The companies also face increased costs, including labor and fuel. In the U.S., major airlines received about $50 billion in a series of government bailouts and grants during the pandemic, mostly so they could make payroll.

For the third quarter, Delta said it sees capacity down between 28% to 30% as compared with third quarter 2019, and revenue down between 30% and 35%.

Delta’s results “look very encouraging,” Citi analyst Stephen Trent said in a note Wednesday. “Overall, better than expected revenue and somewhat tamer fuel costs are offsetting” higher costs.

Trent has a buy rating on Delta shares and in a separate note Wednesday upgraded American Airlines Group Inc. shares to neutral.

See also: American Airlines stock rallies, leads S&P after tweaked guidance, Wall Street upgrade

Domestic and Latin America travel remained the relative sources of strength for Delta, Jefferies analyst Sheila Kahyaoglu said in her note.

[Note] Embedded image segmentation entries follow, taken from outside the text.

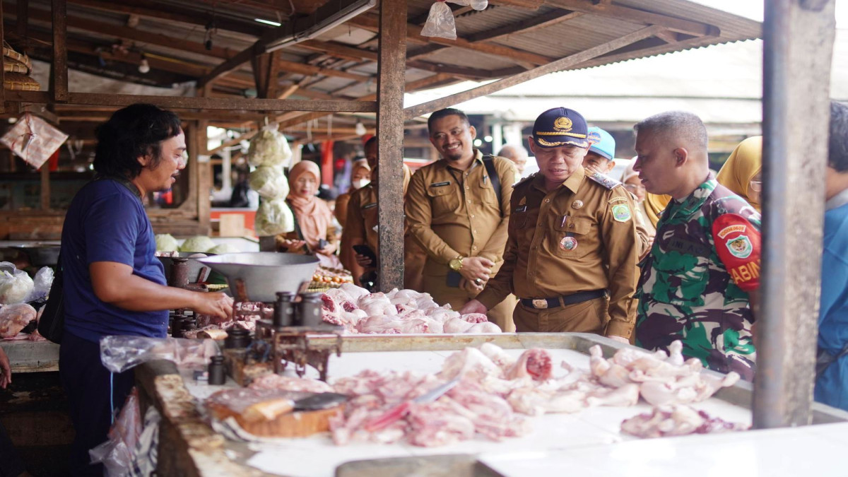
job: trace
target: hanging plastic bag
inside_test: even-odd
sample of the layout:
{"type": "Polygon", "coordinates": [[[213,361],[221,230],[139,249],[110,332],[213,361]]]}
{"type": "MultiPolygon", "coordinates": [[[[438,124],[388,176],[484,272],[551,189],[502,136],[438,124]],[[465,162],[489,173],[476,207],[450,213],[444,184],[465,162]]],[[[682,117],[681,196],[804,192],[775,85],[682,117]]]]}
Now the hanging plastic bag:
{"type": "Polygon", "coordinates": [[[53,285],[53,268],[42,267],[41,270],[36,272],[36,278],[32,280],[34,283],[32,291],[25,301],[36,301],[47,298],[47,294],[50,293],[50,286],[53,285]]]}
{"type": "Polygon", "coordinates": [[[288,179],[282,169],[273,166],[261,166],[250,173],[250,188],[263,199],[285,199],[288,195],[288,179]]]}
{"type": "Polygon", "coordinates": [[[100,361],[112,373],[123,373],[142,362],[164,359],[181,368],[203,368],[220,354],[215,340],[105,336],[100,339],[100,361]]]}
{"type": "Polygon", "coordinates": [[[263,200],[256,210],[254,228],[260,237],[287,233],[294,230],[294,216],[282,199],[263,200]]]}
{"type": "Polygon", "coordinates": [[[438,36],[449,40],[456,39],[456,25],[454,12],[444,2],[436,2],[430,7],[430,14],[421,29],[421,36],[438,36]]]}
{"type": "Polygon", "coordinates": [[[23,270],[0,271],[0,304],[21,303],[32,293],[35,283],[23,270]]]}

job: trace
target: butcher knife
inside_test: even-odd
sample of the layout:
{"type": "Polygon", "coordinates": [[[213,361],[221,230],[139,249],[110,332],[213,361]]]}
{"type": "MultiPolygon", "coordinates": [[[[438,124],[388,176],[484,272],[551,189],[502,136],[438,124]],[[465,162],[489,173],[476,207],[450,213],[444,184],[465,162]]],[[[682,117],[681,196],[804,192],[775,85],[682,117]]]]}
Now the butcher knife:
{"type": "Polygon", "coordinates": [[[431,391],[427,391],[415,399],[401,402],[387,411],[385,414],[365,423],[365,430],[374,432],[375,430],[380,430],[381,429],[388,426],[392,423],[394,423],[406,416],[406,414],[410,412],[410,407],[411,407],[413,404],[427,404],[428,402],[433,402],[437,399],[444,396],[446,392],[454,389],[454,386],[455,386],[459,382],[460,379],[458,377],[454,378],[438,388],[431,391]]]}

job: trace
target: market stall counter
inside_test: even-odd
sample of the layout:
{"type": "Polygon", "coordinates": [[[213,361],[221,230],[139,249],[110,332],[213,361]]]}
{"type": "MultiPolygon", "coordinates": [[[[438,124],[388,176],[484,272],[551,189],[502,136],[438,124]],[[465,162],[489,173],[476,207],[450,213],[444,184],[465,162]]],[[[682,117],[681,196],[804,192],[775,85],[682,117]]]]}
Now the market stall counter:
{"type": "MultiPolygon", "coordinates": [[[[337,337],[326,339],[335,340],[337,337]]],[[[613,388],[600,394],[598,388],[592,388],[594,390],[589,391],[580,390],[580,386],[594,385],[591,383],[599,379],[611,383],[613,376],[607,373],[609,367],[604,367],[611,365],[614,368],[616,359],[631,356],[627,359],[633,358],[630,362],[634,362],[649,356],[636,348],[583,334],[346,335],[342,340],[341,356],[332,356],[330,358],[327,379],[330,384],[335,385],[336,391],[351,396],[342,414],[344,418],[337,419],[332,424],[332,433],[324,432],[301,438],[260,438],[243,432],[237,425],[232,426],[232,423],[213,420],[213,425],[210,425],[206,418],[207,411],[201,403],[216,392],[237,389],[232,379],[222,386],[209,385],[196,380],[192,372],[178,371],[172,364],[161,362],[142,365],[137,368],[137,379],[144,390],[142,403],[153,404],[163,413],[159,453],[159,468],[162,474],[182,472],[188,475],[335,474],[343,477],[408,475],[426,469],[427,475],[518,475],[522,474],[516,473],[520,466],[516,467],[513,463],[522,457],[541,458],[541,461],[534,461],[533,465],[542,467],[550,461],[550,466],[555,466],[550,469],[561,469],[563,458],[561,456],[578,458],[580,450],[583,448],[600,449],[593,451],[596,454],[607,452],[617,455],[616,449],[619,448],[622,452],[633,448],[656,448],[658,449],[656,452],[660,452],[659,450],[669,446],[677,446],[678,441],[683,443],[681,445],[683,447],[688,448],[690,446],[686,443],[696,439],[680,437],[675,440],[640,441],[622,431],[625,427],[623,421],[630,423],[628,427],[631,433],[642,432],[644,435],[650,435],[651,433],[660,432],[657,429],[663,429],[665,430],[661,434],[673,435],[678,430],[686,433],[686,425],[691,424],[694,419],[697,425],[689,429],[688,432],[722,430],[728,433],[722,434],[721,439],[704,437],[705,442],[716,445],[728,439],[756,441],[758,438],[752,436],[764,435],[764,432],[731,432],[746,429],[750,424],[750,385],[745,382],[730,384],[732,380],[728,381],[728,376],[710,371],[699,369],[695,379],[699,382],[716,384],[711,390],[717,392],[712,397],[705,397],[700,401],[694,401],[695,398],[683,399],[683,401],[688,402],[686,407],[694,410],[691,412],[679,410],[663,416],[661,412],[657,411],[664,409],[662,406],[652,407],[644,401],[650,399],[656,401],[663,398],[646,394],[645,390],[635,395],[639,402],[632,405],[636,401],[621,399],[622,394],[627,394],[621,390],[632,389],[626,384],[618,388],[621,392],[609,390],[613,388]],[[510,397],[509,402],[514,409],[504,409],[505,414],[499,418],[489,414],[485,419],[477,421],[474,429],[463,434],[464,431],[460,430],[461,423],[457,424],[461,419],[450,422],[449,418],[454,412],[449,407],[453,406],[451,403],[460,402],[466,409],[474,408],[472,403],[463,401],[463,393],[469,391],[467,386],[470,384],[466,383],[463,384],[466,386],[465,390],[456,388],[432,405],[413,407],[408,414],[400,417],[400,421],[385,429],[375,430],[377,428],[371,426],[371,418],[360,422],[361,426],[354,424],[359,416],[356,412],[361,410],[362,403],[373,400],[375,396],[362,386],[371,385],[369,383],[373,383],[375,379],[382,379],[381,383],[385,384],[391,382],[393,376],[397,379],[395,383],[418,383],[418,379],[423,379],[420,382],[427,390],[434,387],[433,383],[443,382],[432,379],[432,376],[449,379],[449,374],[454,373],[455,378],[462,376],[465,380],[469,376],[466,373],[473,374],[483,369],[478,366],[483,361],[469,359],[480,355],[481,348],[487,353],[494,352],[494,361],[501,359],[501,364],[507,363],[512,367],[511,369],[520,368],[520,371],[528,374],[516,377],[512,381],[506,379],[487,380],[484,378],[479,383],[488,383],[485,385],[533,383],[533,392],[541,390],[541,396],[548,398],[543,402],[534,401],[541,407],[522,407],[510,397]],[[622,351],[622,349],[627,351],[622,351]],[[544,359],[539,361],[533,356],[544,359]],[[539,372],[541,376],[534,374],[539,372]],[[583,384],[581,384],[581,376],[588,377],[583,384]],[[543,384],[543,379],[548,384],[543,384]],[[551,383],[556,383],[560,390],[548,393],[544,386],[550,386],[551,383]],[[569,390],[563,394],[562,390],[566,389],[569,390]],[[584,394],[580,394],[583,391],[584,394]],[[576,407],[565,399],[575,396],[581,396],[576,407]],[[639,399],[640,396],[642,399],[639,399]],[[550,399],[551,396],[558,400],[559,407],[556,409],[550,407],[550,402],[556,401],[550,399]],[[595,401],[593,401],[593,399],[595,401]],[[590,404],[587,405],[587,402],[590,404]],[[439,407],[444,405],[449,407],[439,407]],[[427,406],[436,407],[428,408],[427,406]],[[441,411],[421,414],[421,412],[425,409],[441,411]],[[521,412],[514,410],[520,410],[521,412]],[[685,418],[682,424],[675,420],[679,416],[685,418]],[[661,425],[652,428],[652,422],[661,425]],[[366,432],[363,429],[371,430],[366,432]],[[453,437],[449,435],[451,433],[453,437]],[[457,438],[460,434],[461,437],[457,438]]],[[[483,368],[485,366],[488,365],[484,365],[483,368]]],[[[283,375],[288,376],[289,379],[297,379],[291,373],[291,369],[284,372],[283,375]]],[[[273,374],[271,376],[277,381],[281,380],[273,374]]],[[[304,376],[307,379],[317,377],[317,373],[311,368],[308,368],[304,376]]],[[[265,385],[268,381],[274,379],[266,380],[265,385]]],[[[383,386],[379,389],[385,406],[391,401],[387,397],[390,388],[383,386]]],[[[409,390],[407,388],[406,391],[409,390]]],[[[397,392],[402,395],[406,391],[397,392]]],[[[493,391],[494,394],[499,392],[510,394],[503,389],[493,391]]],[[[475,396],[478,399],[487,399],[484,395],[493,393],[475,396]]],[[[683,395],[674,396],[679,398],[683,395]]],[[[522,402],[526,404],[528,401],[522,402]]],[[[492,403],[486,404],[486,407],[494,407],[492,403]]],[[[673,406],[674,401],[672,400],[666,404],[673,406]]],[[[378,407],[377,411],[380,409],[378,407]]],[[[478,408],[477,412],[483,410],[478,408]]],[[[381,413],[379,412],[377,415],[381,413]]],[[[846,418],[848,414],[841,411],[817,406],[813,420],[817,424],[837,423],[848,420],[846,418]]],[[[848,427],[848,424],[840,425],[848,427]]],[[[793,435],[805,433],[806,435],[826,429],[818,426],[795,429],[796,434],[781,435],[777,439],[791,441],[793,435]]],[[[811,452],[815,450],[811,449],[811,452]]],[[[683,465],[685,457],[678,455],[678,457],[682,459],[678,461],[679,465],[683,465]]],[[[589,461],[584,463],[587,466],[590,463],[589,461]]],[[[652,474],[662,475],[664,474],[661,470],[665,469],[669,469],[667,474],[671,475],[672,467],[667,465],[651,468],[652,474]]]]}

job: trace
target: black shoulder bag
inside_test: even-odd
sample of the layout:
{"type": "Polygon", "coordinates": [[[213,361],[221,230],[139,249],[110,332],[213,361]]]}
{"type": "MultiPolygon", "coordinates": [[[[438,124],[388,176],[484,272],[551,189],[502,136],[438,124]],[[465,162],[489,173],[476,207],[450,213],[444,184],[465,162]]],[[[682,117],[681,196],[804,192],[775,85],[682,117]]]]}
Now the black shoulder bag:
{"type": "Polygon", "coordinates": [[[500,177],[498,177],[498,171],[494,168],[494,156],[486,154],[483,156],[483,164],[486,166],[486,172],[488,179],[492,181],[492,188],[494,189],[494,196],[498,198],[498,208],[500,210],[500,216],[504,216],[504,206],[500,204],[500,177]]]}
{"type": "Polygon", "coordinates": [[[53,341],[60,344],[64,334],[64,293],[62,279],[62,252],[59,254],[56,264],[56,274],[50,285],[47,302],[44,305],[44,311],[38,319],[38,333],[53,341]]]}

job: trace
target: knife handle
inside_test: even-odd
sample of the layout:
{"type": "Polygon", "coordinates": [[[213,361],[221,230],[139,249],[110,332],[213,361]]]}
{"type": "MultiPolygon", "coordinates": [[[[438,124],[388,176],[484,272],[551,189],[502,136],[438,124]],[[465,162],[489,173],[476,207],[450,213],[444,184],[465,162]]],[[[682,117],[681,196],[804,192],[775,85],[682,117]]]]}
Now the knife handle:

Revenue estimates for the third quarter were better than Jefferies’ expectations, but capacity declines for the quarter were worse than the 25% decline that the firm expected, she said.

Analyst Helane Becker at Cowen said in her note that the better-than-expected results were “driven by improved ticket yields, increased cargo demand, and better than expected ancillary revenue production.”

Becker has the equivalent of a hold rating on Delta shares.

Shares of Delta have gained 1.4% this year, compared with an advance of about 17% for the S&P 500 index.